Ce nouveau parti politique est né officiellement le 9 octobre 2021 lors d’un meeting au Havre qui a rassemblé près de 3 000 personnes. Positionné au centre-droit de l’échiquier, il possède déjà un excellent maillage local. Plusieurs élus de grandes villes issus de LR ont embarqué dans l’aventure. Citons notamment Christophe Béchu (Angers), Arnaud Robinet (Reims), Hubert Falco (Toulon) ou encore Frédéric Valletoux (Fontainebleau) et Laurent Marcangeli (Ajaccio). Une quinzaine de députés et quatre sénateurs sont également encartés à Horizons, même si, faute de groupe parlementaire, ils émargent pour le moment chez LREM ou Agir la droite constructive. Parmi les adhérents, mentionnons également deux députés européens : son ami de longue date Gilles Boyer et Nathalie Loiseau.

Pour les prochaines législatives, l’objectif du patron d’Horizons est clair : bénéficier d’un groupe parlementaire à l’Assemblée nationale.
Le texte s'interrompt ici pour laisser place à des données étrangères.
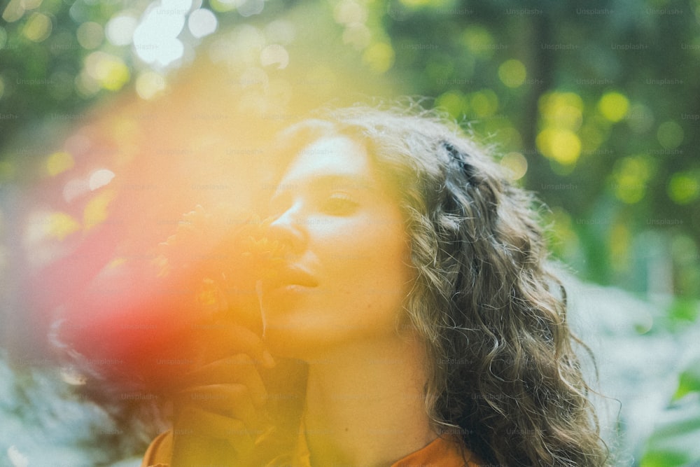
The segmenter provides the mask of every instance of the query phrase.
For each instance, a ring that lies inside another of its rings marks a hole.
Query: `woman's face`
[[[302,359],[396,339],[413,274],[403,218],[366,150],[349,137],[316,140],[283,175],[270,235],[286,245],[263,282],[265,340]]]

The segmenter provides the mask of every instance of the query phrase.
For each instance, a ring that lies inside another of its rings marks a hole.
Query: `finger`
[[[253,403],[261,407],[267,399],[267,391],[258,368],[250,356],[244,354],[221,358],[185,375],[182,387],[215,384],[242,384],[250,393]]]
[[[266,368],[274,366],[272,356],[262,339],[247,328],[229,323],[202,324],[197,340],[204,346],[205,361],[212,361],[228,355],[247,354]]]
[[[242,420],[188,405],[178,417],[174,442],[181,445],[204,444],[207,439],[225,441],[237,453],[250,452],[255,439]]]
[[[244,422],[251,431],[262,432],[265,414],[253,403],[248,389],[242,384],[216,384],[190,388],[178,395],[180,407],[196,406]]]

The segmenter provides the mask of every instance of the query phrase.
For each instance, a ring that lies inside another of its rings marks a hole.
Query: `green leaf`
[[[647,445],[641,467],[682,467],[700,462],[700,400],[667,410]]]
[[[678,376],[678,389],[673,400],[678,400],[692,392],[700,393],[700,358],[693,361]]]

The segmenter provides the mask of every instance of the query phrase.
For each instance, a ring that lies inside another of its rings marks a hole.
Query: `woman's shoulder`
[[[483,463],[462,442],[451,436],[436,438],[425,447],[395,462],[391,467],[440,466],[440,467],[480,467]]]

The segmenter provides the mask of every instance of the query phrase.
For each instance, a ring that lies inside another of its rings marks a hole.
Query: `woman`
[[[532,199],[426,113],[281,141],[262,338],[195,372],[144,465],[604,465]]]

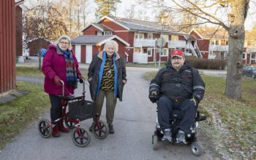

Cela lui permettrait de compter ses troupes, de "jouer sa partition" si besoin et de disposer d’un trésor de guerre (pour obtenir des financements publics, un mouvement politique doit investir aux législatives au moins 50 candidats qui doivent obtenir un minimum de 1% des suffrages, score a priori atteignable). Seul hic, de nombreuses personnalités politiques ne l’entendent pas de cette oreille et font de leur mieux pour torpiller Édouard Philippe tant que cela est encore possible.

Agacement

Il faut dire que la stratégie des « philippistes » fait grincer des dents. Les Marcheurs historiques, qui veulent préserver le "en même temps" originel, ne souhaitent pas d’une majorité trop à droite. Il en est de même pour les macronistes de gauche qui se méfient d’une droitisation trop forte susceptible d’handicaper leurs candidats aux législatives. Et ce, d’autant plus que la gauche semble bien partie pour présenter des candidatures unies face à eux.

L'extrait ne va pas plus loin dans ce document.